Through the revolting haze of the demented aura, I saw the tops of Serge’s sneakers. An explosion of white light blasted from him. The creatures squealed and recoiled. Serge grabbed me by the arm and I shrieked in pain.
“I’ll apologize later! Look away!” He shoved my head to his chest.
Another foundation-shaking explosion rocked the house. Splinters and fragments flew into the room as the door detonated. Serge hauled me out.
Shifting from certain-death to possible-survival, my body pumped painkillers and adrenaline into my system. The knee-buckling agony disappeared. We ran. “How did you make everything explode?”
“I don’t know,” he said through gritted teeth. “We’ll figure it out later.” Half a block away, he turned and said, “You’re not going to like this,” and then, without waiting for me to ask “Like, what?” He grabbed my wrist with one hand, my shoulder with the other, and snapped my arm back into place.
The shock took the strength from my legs.
He caught me.
I fought the urge to pass out and swallowed back my nausea. “I thought I was immune to spirits.”
“We’ll work on your superpowers right after we get to safety.”
Together, we raced back to my car and dived inside. I stuck the key in the ignitio
n and waited for the horror-movie moment when the car wouldn’t start, but it roared to life and I blew out my pent-up breath.
I threw the gearshift into drive and peeled away from the curb.
Serge looked back. His face blanched of colour. Twisting back, he stared at me with terror-filled eyes. “Oh God, Maggie. They’re coming for us.”
Chapter Thirty-Six
The car lurched down the feeder streets as we raced for Parsons Avenue. I kept my eyes on the twists and turns ahead. Serge kept a running commentary of what was going on behind us. Flopping down and looking at me, he said, “I wish you had a faster car.”
Mr. Popov’s high beams flashed in my rear-view mirror. “I’m doing my best but this isn’t exactly a Daytona-approved race vehicle.” My foot stamped on the accelerator hard enough to push my foot through the bottom of the car.
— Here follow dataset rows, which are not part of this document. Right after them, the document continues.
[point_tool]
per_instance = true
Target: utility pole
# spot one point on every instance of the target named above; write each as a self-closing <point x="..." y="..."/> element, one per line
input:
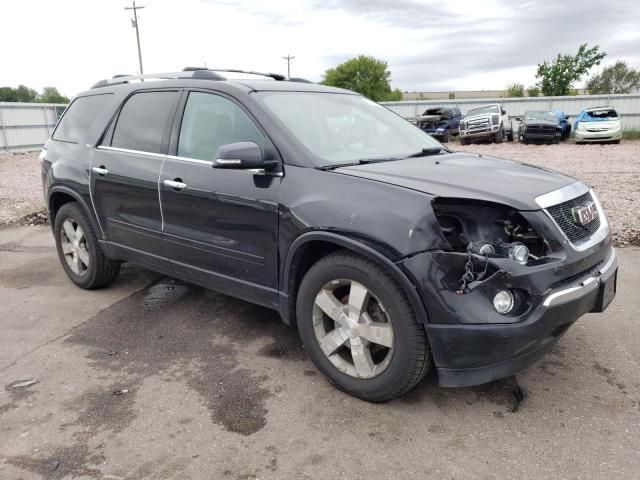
<point x="288" y="58"/>
<point x="134" y="24"/>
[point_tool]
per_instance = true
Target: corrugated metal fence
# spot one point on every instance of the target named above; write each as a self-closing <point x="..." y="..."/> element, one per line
<point x="628" y="106"/>
<point x="26" y="126"/>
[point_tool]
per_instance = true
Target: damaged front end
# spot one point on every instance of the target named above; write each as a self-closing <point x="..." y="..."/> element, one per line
<point x="504" y="288"/>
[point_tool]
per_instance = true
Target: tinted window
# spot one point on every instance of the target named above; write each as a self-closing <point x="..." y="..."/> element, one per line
<point x="142" y="121"/>
<point x="79" y="117"/>
<point x="210" y="121"/>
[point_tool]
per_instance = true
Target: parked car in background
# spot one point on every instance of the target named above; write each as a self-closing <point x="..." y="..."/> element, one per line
<point x="487" y="122"/>
<point x="598" y="124"/>
<point x="539" y="127"/>
<point x="440" y="122"/>
<point x="564" y="123"/>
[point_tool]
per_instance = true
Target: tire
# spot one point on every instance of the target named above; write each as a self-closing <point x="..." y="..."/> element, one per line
<point x="387" y="369"/>
<point x="82" y="260"/>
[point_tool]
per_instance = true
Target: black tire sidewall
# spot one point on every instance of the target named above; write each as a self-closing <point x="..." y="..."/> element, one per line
<point x="73" y="211"/>
<point x="401" y="362"/>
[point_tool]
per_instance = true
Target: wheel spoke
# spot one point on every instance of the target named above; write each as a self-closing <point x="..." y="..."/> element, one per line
<point x="333" y="340"/>
<point x="362" y="359"/>
<point x="329" y="304"/>
<point x="79" y="234"/>
<point x="68" y="230"/>
<point x="75" y="264"/>
<point x="378" y="332"/>
<point x="358" y="295"/>
<point x="84" y="256"/>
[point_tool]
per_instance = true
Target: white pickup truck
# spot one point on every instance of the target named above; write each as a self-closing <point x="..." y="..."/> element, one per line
<point x="486" y="122"/>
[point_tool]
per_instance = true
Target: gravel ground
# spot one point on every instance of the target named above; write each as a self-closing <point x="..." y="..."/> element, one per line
<point x="20" y="188"/>
<point x="612" y="170"/>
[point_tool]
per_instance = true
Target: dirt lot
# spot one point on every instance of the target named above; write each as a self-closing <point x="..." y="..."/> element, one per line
<point x="215" y="388"/>
<point x="612" y="170"/>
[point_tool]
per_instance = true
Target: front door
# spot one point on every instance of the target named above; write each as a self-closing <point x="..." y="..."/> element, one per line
<point x="124" y="176"/>
<point x="220" y="225"/>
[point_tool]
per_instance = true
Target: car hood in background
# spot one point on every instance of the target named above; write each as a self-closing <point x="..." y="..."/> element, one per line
<point x="461" y="175"/>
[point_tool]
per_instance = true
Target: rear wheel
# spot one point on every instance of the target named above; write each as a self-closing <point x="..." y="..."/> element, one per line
<point x="359" y="329"/>
<point x="78" y="249"/>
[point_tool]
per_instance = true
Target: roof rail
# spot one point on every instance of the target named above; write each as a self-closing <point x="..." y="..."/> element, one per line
<point x="275" y="76"/>
<point x="195" y="74"/>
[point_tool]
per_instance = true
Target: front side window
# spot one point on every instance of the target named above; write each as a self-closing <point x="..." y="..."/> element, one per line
<point x="210" y="121"/>
<point x="339" y="128"/>
<point x="143" y="121"/>
<point x="79" y="117"/>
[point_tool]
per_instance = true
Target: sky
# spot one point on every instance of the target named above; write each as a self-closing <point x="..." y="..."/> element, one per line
<point x="429" y="46"/>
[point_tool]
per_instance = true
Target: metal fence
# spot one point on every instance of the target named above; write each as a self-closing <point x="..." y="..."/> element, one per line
<point x="26" y="126"/>
<point x="628" y="106"/>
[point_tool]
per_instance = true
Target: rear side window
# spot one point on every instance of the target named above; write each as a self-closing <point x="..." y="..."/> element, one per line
<point x="143" y="121"/>
<point x="210" y="121"/>
<point x="79" y="117"/>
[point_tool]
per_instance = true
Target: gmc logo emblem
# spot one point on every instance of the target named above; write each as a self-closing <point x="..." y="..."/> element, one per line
<point x="586" y="214"/>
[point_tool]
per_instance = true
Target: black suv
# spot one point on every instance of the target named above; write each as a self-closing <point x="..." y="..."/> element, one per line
<point x="385" y="249"/>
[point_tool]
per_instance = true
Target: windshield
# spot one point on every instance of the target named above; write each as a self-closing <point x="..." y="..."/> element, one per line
<point x="549" y="116"/>
<point x="483" y="110"/>
<point x="340" y="128"/>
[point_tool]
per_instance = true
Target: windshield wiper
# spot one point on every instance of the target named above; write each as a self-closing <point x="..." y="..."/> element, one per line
<point x="362" y="161"/>
<point x="429" y="151"/>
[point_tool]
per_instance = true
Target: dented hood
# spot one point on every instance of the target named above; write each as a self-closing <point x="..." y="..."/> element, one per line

I dug into my jacket pocket and yanked out my cell. The screen was smashed. I pressed the power button. “No!”
“What?”
I tossed the phone at him. “It’s out of power.”
He fumbled and caught it.
I pumped the brakes and took a hard left on Claxton. The tires squealed but the car held its ground. My fingers, numb from fear and adrenaline, lost hold of the wheel. It spun back to its original position. I grabbed it with one hand and flipped the heat on with the other. Dusty air hissed through the vents, but if it held any warmth, I didn’t feel it.
My mind was focused on one of the big problems of living in a small town: late at night, everyone’s home. The streets were bare, save the gravel and leaves. If I wanted help, I’d have to pull to the curb and get out. Between Mr. Popov and his band of merry men, I’d make it to the front door…if I was lucky. I took a right on Sierra and did the next best thing. As the car hurtled along the avenue, heading for the bridge, I laid on the horn and made as much noise as possible. If it didn’t get people going to their doors and looking out, surely someone would call the police and I’d get back up.
The lamplights zipped past, the rows of dark houses—the sleepy rise of their roofs against the backdrop of night—blurred as the needle of the speedometer tipped to 75 km/hr. Ahead, the metal rafters of the bridge came into view.